На фоне зеленого буйства пышных елей и сосен, раскидистых пальм, устремленных в небо эвкалиптов и махровых акаций дерзко пламенела красночерепичная крыша старинного особняка. Вдоль дорожки, ведущей к дому, благоухали розы, мальвы и люпины, а вокруг просторной открытой террасы, окружавшей дом, в висящих на перилах резных деревянных ящиках желтели калифорнийские маки.
Пройдя по дорожке, засыпанной мелким гравием, Олейников подошел к особняку, огляделся и, стараясь ступать осторожно, чтоб не скрипнули ступеньки, стал подниматься по лестнице на террасу, в дальнем углу которой в ротанговом кресле-качалке он приметил неподвижную человеческую фигуру.
Петр сделал несколько бесшумных шагов и осторожно положил руку на плечо дремавшему в кресле человеку. Тот вздрогнул, резко обернулся и выбросил вперед лежавшую под газетой на коленях руку – в грудь Олейникову уперся холодный ствол револьвера! Сквозь длинную седую челку голубые, хоть и усталые, но волевые глаза пристально смотрели на Олейникова. Плотно сжатые губы, прямой нос, немигающий взгляд подчеркивали решимость. Боясь пошевелиться, Петр осторожно улыбнулся. И вдруг губы хозяина дома задрожали, на ресницах блеснула слеза, рука с револьвером упала на колени, и он еле слышно прошептал, словно выдохнул:
– Петенька…
Шикарная яхта Джанкано величественно вошла в лос-анджелесскую бухту Марина-дель-Рей и уверенно пришвартовалась у центрального причала.
– А когда я получу свои деньги? Вы ведь мне заплатите? Как договаривались? – капризно морща носик и на ходу застегивая платье, тараторила Юдит, семеня по палубе за Джанкано к трапу.
Джанкано, уже облаченный в элегантный белоснежный костюм, резко обернулся:
– Послушай, крошка! Никогда не задавай мне таких вопросов. Выполнишь задание полностью – получишь деньги.

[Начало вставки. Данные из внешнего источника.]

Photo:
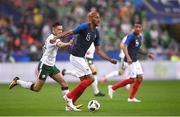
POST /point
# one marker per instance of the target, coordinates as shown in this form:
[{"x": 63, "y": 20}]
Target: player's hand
[
  {"x": 114, "y": 61},
  {"x": 129, "y": 61},
  {"x": 151, "y": 55},
  {"x": 52, "y": 40},
  {"x": 70, "y": 42}
]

Но если будешь трепаться…
За спиной Юдит выросла угрожающая фигура Карлоса, он крепко обхватил ее шею рукой, и выскочившее из ножа острое как бритва лезвие прижалось к девичьему горлу.

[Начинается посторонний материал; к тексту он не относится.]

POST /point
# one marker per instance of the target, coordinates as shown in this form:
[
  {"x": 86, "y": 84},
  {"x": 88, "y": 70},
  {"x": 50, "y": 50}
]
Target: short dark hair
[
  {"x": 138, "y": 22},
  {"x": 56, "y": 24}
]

Юдит испуганно вскрикнула. Джанкано посмотрел в ее широко распахнутые от ужаса глаза, усмехнулся и небрежно кивнул Карлосу. Нож тут же исчез.
– И я буду сниматься в кино с Мэрилин Монро и с Синатрой? – словно ничего и не произошло, вновь защебетала Юдит.
– Все-таки некоторые люди у нас такие дуры… – покачал головой Джанкано и, звонко хлопнув Юдит по заднице, подтолкнул ее к трапу: – Я же сказал – будешь! Давай, а то я на важную встречу опоздаю.
Юдит, с трудом балансируя на шпильках, сбежала по трапу, отправила Джанкано воздушный поцелуй и, вдохновленная, скрылась из виду.
– Когда-то этот дом, – рассказывал Олейникову отец, водя его по комнатам, – принадлежал кинозвезде Алле Назимовой…
– Назимовой? Она что – из России? – удивился Олейников.
– Из Ялты. Начинала, между прочим, у Станиславского во МХАТе, гастролировала в Европе, потом романтическим вихрем занесло в Америку. И, представь себе, стала тут звездой! Сначала театральной, а потом и в Голливуде! А в году так в двадцатом купила вот этот дом и открыла в нем салон, который назвала в собственную честь: «Сад Аллы». Тогда это место, представь себе, было одним из самых модных. Только все почему-то называли его не «Сад Аллы», а «Сад Аллаха» – наверное, так проще по-английски звучало. Здесь и Чарли Чаплин бывал, и Рудольф Валентино… Шаляпин, представь себе, гостил как-то. О вечеринках на этой вилле ходили легенды: говорят, на одну из них все дамы пришли одетыми лишь в драгоценности; в конце вечера, представь себе, все приглашенные голышом попрыгали в огромный бассейн… Жуть! Ну а потом Назимова стала стареть, звезда ее потихоньку закатилась, перед войной она дом этот и продала. Пару лет назад на него один банкир нацелился, хотел снести да офис себе построить, но я, представь себе, перекупил…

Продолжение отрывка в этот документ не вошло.